Towards model-based design of biofuel value chains

Bio-based liquid energy carriers have attracted great interest in research and industry due to their high energy densities and similarity to fossil fuels in terms of combustion, storage and distribution. Furthermore, they are aimed to reduce atmospheric carbon dioxide accumulation and the dependence on depleting fossil resources. Thinking beyond first and second generation biofuels, the tailoring of novel fuel structures obtained either from syngas (CO/H2) or from direct refunctionalization of monomers derived from biomass offers the opportunity to design fuels which exhibit optimal properties with respect to application and production. Facing the challenge of computer-aided identification of such advanced biofuels manufactured in efficient processes, the present contribution reviews the model-based product and process design approaches in chemical engineering and shows how these methodologies can be adapted, integrated and extended towards the design of entire value chains for novel biofuels.

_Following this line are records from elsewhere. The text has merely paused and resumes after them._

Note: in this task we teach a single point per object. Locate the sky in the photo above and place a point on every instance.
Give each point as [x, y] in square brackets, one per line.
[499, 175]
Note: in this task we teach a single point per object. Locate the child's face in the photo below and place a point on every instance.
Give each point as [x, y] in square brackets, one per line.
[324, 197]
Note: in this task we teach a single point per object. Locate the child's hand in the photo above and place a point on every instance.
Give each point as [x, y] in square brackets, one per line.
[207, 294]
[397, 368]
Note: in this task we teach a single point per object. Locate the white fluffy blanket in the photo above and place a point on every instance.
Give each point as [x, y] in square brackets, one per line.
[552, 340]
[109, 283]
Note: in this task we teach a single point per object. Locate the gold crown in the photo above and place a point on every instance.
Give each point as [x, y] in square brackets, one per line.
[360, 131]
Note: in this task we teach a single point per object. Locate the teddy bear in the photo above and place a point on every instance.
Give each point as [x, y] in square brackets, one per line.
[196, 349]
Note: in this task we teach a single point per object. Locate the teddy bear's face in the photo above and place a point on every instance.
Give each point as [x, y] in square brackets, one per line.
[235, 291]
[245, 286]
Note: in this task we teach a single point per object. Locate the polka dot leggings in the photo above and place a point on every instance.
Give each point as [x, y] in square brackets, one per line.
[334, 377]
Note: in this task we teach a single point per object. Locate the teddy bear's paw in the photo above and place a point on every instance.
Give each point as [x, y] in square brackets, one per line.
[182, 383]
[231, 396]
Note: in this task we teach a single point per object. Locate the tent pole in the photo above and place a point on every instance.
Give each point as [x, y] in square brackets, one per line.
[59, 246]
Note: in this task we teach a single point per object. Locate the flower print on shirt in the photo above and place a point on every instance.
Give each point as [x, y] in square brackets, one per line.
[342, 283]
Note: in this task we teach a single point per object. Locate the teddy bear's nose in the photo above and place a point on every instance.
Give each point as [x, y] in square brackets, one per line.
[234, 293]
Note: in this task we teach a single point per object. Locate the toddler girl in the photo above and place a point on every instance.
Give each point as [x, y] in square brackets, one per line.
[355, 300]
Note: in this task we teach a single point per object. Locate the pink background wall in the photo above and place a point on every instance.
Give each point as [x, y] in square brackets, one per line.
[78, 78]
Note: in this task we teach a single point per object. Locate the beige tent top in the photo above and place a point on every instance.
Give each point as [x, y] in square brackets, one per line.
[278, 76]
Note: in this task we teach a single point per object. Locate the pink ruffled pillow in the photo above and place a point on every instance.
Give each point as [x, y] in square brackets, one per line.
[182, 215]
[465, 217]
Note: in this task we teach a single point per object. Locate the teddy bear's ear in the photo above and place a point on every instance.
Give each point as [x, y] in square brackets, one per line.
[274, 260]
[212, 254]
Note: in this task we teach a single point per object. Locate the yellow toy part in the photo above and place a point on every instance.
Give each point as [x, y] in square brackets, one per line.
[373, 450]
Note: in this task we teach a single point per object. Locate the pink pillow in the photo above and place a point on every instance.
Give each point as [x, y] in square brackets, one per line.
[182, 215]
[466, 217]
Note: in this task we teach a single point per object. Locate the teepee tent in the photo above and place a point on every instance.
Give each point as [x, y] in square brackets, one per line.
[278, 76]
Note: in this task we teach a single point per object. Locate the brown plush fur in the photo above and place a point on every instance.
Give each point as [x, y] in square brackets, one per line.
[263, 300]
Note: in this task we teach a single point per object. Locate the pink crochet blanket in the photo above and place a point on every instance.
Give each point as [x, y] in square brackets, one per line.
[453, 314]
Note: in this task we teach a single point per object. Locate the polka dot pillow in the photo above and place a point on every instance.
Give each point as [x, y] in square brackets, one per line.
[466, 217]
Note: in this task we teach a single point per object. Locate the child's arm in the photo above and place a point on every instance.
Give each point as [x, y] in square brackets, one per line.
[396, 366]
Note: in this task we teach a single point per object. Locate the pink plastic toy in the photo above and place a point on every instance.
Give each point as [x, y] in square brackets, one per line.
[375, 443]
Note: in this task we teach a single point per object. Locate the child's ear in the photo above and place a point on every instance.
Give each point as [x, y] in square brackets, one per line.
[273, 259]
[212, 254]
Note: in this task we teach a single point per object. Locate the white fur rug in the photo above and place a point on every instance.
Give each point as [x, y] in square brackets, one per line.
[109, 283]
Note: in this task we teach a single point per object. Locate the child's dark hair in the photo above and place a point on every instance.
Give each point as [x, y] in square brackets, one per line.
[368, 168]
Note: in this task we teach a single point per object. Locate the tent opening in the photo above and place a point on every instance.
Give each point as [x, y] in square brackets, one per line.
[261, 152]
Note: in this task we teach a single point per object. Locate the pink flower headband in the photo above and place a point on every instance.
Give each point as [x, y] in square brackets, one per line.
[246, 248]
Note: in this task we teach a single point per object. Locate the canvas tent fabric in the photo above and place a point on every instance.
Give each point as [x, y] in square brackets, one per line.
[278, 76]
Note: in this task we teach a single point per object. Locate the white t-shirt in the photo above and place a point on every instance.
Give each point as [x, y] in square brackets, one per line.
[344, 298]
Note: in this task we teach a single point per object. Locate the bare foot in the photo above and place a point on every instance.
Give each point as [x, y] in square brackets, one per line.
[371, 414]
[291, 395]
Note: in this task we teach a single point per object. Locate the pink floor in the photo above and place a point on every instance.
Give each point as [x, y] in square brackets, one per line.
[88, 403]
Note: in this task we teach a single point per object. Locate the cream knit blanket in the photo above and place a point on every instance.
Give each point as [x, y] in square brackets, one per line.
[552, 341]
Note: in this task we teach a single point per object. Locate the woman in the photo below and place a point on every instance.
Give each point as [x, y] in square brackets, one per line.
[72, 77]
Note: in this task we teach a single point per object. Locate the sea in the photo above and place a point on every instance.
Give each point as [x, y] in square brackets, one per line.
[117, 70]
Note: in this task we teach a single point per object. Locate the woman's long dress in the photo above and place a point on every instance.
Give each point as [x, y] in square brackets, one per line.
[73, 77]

► The success of biofuels not only depends on combustion performance but also on the sustainability of the complete value chain. ► Gasification and direct refunctionalization allow the synthesis of tailored biofuels. ► An integrated design of the entire value chain is required to obtain overall optimal solutions. ► The design of biofuel value chains can rely on existing design methodologies for individual tasks. ► Product and process design need to be integrated towards the design of sustainable value chains.